I expanded my earlier comments on why its hard to understand this phase of the war
here.
I don't see any good way to judge the two sides' relative rates of gain and expenditure of vehicles or ammunition, but I think its pretty clear that the Ukrainian forces have plenty of troops (no more conscription, rejecting most foreign volunteers), that the Russians are short of them (rushing conscripts into combat, sending naval crews into ground combat, recruiting from prisons, press ganging the Donbas), and that Ukraine is getting increasingly effective equipment while the Russians are falling back on older and older equipment. About the only area they are improving is drones and Iran and North Korea are not high-tech industrial powerhouses. You can debate who will run out of shells or AFVs first but I think the personnel situation is clear.
Russia has done a lot of damage to the Ukrainian power grid but not shut it down and so many Ukrainian arms come from outside the country.
Some apologists for Russian failures seem to take the absence of the Russian air force for granted, when we have 30 years of wars in Iraq, former Yugoslavia, Libya, and Syria to show how a power with a capable air force uses it against a mid-sized country with Soviet air defense equipment. If Russia had air superiority over the front lines, this would be a very different war, but instead they mostly keep their aircraft on their side of the lines and just send drones, rockets, and missiles across. Small drones are cheap but they carry kilos not tons of munitions!

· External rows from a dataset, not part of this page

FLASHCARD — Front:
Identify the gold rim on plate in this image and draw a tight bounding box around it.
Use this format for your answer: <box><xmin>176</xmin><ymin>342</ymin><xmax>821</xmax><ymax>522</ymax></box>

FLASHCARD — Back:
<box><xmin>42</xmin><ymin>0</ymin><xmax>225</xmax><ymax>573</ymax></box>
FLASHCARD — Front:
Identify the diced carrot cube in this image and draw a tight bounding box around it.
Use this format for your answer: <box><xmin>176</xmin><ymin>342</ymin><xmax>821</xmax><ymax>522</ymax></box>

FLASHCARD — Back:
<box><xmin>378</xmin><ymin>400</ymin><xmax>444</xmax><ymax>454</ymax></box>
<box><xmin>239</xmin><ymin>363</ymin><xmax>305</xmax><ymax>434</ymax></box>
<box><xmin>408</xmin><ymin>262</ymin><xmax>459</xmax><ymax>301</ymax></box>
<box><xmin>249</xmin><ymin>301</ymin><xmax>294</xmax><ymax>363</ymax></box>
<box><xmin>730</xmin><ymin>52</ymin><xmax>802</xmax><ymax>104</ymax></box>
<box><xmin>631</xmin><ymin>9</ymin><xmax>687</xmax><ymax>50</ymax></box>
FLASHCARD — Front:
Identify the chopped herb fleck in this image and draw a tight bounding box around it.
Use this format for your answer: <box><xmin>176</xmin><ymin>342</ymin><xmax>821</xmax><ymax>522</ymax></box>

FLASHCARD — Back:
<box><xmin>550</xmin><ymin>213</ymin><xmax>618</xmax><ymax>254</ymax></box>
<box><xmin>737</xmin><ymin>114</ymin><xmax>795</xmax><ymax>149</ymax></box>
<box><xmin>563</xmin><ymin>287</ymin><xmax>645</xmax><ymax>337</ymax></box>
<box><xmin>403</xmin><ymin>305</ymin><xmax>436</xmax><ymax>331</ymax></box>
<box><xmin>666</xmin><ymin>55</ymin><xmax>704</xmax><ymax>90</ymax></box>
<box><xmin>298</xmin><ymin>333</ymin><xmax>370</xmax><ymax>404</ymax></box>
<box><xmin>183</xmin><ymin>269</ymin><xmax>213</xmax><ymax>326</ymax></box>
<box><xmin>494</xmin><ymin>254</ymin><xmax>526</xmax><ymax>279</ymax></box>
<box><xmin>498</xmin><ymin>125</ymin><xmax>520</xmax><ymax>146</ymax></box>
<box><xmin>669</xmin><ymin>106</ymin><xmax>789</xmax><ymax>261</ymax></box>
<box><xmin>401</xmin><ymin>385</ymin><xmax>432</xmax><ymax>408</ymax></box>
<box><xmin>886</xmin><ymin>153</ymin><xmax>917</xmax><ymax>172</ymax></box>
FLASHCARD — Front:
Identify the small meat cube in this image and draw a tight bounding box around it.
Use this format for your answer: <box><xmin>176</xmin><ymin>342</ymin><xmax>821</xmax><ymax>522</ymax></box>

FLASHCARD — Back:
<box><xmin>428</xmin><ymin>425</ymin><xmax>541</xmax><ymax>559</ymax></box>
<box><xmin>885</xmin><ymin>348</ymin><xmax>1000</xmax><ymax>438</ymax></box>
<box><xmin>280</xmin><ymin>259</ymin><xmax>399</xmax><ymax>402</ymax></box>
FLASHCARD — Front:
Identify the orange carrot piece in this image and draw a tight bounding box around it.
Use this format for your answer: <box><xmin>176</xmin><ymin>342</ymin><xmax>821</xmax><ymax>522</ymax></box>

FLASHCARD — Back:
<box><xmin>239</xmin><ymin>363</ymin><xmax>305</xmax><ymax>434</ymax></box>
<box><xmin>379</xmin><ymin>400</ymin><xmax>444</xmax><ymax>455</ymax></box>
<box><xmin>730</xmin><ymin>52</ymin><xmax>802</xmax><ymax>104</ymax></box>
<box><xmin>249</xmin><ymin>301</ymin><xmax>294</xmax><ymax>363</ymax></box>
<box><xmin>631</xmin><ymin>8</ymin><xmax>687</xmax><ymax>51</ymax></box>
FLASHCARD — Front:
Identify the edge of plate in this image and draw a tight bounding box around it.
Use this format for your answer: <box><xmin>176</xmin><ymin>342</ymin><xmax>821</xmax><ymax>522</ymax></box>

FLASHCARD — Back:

Edit: Oberst Markus Reisner of the Austrian Army has been impressed by Russian ability to disengage troops from Kyiv and Kherson and redeploy them to other fronts.
https://piped.mha.fi/watch?v=EnVMJGrNqAY One reason this war is hard to follow is that the forces on each side are so varied, so you can always point to someone on your side who is doing well and has nice kit and someone on their side who is fumbling around with grandpa's rifle.